Będąc w psychoterapii dużo rozmyślam zarówno o jej formie jak i treści. Co do formy, analizuję jaka jest psychoterapia, po co ona jest, co mi daje, co ja z niej biorę, czego nie potrafię wziąć, z uwagi na ograniczenia i mechanizmy obronne. Gdzie jestem w niej dzisiaj, gdzie będę na jej zakończeniu. Kto to w ogóle wymyślił….? Drugi obszar rozmyślań to już treść samego procesu terapeutycznego, czyli tego co się wydarza na linii ja-terapeuta oraz na linii ja – ja. Próbując to wszystko zrozumieć, chciałabym podzielić się pewną moją obserwacją czego jest „dużo” w psychoterapii i czego jest „mało”.

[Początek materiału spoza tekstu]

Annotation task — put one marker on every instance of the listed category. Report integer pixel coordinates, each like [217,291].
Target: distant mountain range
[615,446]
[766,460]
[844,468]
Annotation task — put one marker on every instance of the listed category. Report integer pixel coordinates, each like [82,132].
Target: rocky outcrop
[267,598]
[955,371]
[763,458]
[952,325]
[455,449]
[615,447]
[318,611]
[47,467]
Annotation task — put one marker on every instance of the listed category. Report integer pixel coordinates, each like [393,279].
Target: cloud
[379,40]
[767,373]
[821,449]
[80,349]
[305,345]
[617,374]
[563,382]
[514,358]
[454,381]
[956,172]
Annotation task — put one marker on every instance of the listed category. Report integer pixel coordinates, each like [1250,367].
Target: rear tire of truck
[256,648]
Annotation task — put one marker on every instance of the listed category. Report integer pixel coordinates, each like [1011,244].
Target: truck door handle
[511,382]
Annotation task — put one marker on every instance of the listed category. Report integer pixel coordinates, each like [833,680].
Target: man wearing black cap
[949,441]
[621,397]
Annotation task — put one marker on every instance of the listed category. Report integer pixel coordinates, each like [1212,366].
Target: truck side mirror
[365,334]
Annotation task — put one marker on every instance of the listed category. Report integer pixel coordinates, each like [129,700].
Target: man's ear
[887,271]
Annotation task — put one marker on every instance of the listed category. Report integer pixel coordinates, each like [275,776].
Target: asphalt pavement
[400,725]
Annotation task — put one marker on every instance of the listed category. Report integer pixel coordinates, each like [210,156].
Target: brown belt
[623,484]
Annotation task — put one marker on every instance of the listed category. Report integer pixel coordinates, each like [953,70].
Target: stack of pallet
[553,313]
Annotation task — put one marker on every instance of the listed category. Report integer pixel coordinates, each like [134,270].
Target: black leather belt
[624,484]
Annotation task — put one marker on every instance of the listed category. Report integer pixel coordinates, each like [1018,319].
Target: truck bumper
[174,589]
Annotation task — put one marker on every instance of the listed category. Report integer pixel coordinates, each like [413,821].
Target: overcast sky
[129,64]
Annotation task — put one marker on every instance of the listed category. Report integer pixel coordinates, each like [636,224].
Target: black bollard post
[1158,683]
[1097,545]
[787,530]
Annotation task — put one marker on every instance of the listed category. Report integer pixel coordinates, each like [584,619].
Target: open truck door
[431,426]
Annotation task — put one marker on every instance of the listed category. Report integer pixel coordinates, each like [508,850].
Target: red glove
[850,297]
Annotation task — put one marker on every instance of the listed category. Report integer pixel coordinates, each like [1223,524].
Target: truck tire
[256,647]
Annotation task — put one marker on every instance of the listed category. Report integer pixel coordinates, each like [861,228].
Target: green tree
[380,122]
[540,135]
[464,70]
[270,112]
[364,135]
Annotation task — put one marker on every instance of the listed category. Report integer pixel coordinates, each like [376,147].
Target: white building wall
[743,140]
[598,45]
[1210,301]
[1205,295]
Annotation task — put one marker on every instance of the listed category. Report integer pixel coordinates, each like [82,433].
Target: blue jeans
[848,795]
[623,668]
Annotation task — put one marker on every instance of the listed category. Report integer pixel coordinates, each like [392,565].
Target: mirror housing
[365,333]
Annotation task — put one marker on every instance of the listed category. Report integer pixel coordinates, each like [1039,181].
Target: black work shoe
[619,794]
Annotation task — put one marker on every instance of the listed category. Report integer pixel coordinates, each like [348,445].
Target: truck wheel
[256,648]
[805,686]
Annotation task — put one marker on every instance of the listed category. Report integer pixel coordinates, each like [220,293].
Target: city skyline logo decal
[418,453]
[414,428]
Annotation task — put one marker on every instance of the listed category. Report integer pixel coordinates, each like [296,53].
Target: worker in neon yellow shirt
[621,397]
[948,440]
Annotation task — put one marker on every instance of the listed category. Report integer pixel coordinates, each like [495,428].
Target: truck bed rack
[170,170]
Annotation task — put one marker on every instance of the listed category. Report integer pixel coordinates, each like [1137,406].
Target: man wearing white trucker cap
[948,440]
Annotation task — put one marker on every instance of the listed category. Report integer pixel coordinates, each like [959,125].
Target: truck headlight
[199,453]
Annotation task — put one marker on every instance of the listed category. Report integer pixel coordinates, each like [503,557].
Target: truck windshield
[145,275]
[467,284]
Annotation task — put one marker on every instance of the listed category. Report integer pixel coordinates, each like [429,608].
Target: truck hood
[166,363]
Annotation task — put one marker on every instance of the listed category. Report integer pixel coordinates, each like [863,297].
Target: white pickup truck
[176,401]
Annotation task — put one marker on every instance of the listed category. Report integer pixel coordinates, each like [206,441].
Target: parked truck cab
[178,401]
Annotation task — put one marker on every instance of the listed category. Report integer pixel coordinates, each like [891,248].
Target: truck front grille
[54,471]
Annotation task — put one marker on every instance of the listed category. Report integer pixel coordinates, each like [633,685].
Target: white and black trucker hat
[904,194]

Czego jest DUŻO w psychoterapii?
- Unikania
- Autoprezentacji
- Ściemy
- Gry aktorskiej
- Autentyczności
- Walenia głową w mur
- Mechanizmów obronnych
- I jeszcze mechanizmów obronnych do mechanizmów obronnych
- Mówienia
- Milczenia
- Bólu
- Łez
- W**rwa
- Umniejszania sobie
- Umniejszania terapeucie
- Umniejszania innym ludziom i całemu stworzeniu
- Pracy wewnętrznej, przewalania
- Spotkań ze swoim lękiem
- Przeżywania uczuć, zwykle tych niechcianych
- Rozkminiania, dzielenia wszystkiego na cząstki pierwsze
- Analizowania
- Pytań bez odpowiedzi
- Metafor i symboli
- Czucia
- Odczuwania w ciele
- Duchowości
- Hipotez
- Dzieciństwa w dorosłości
- Dorosłości w dzieciństwie
- Żalu
- Wspomnień
- Poczucia straty
- Poczucia krzywdy
- Nadziei
- Rozumienia
- Akceptacji
- Miłości
- Zagadek i tajemnic rodzinnych
- Obalania mitów
- Wglądów – czyli „a-cha”!
- Przekraczania granic
- Wiedzy i nauki
- Teorii i praktyki
- Abstrakcji na drodze do realności
- Kontroli
Czego jest MAŁO w psychoterapii?
- Czasu – dotyczy to samej sesji 50 min i czasu pomiędzy sesjami. Taka dynamika terapii musi być, lepszej nie wymyślono.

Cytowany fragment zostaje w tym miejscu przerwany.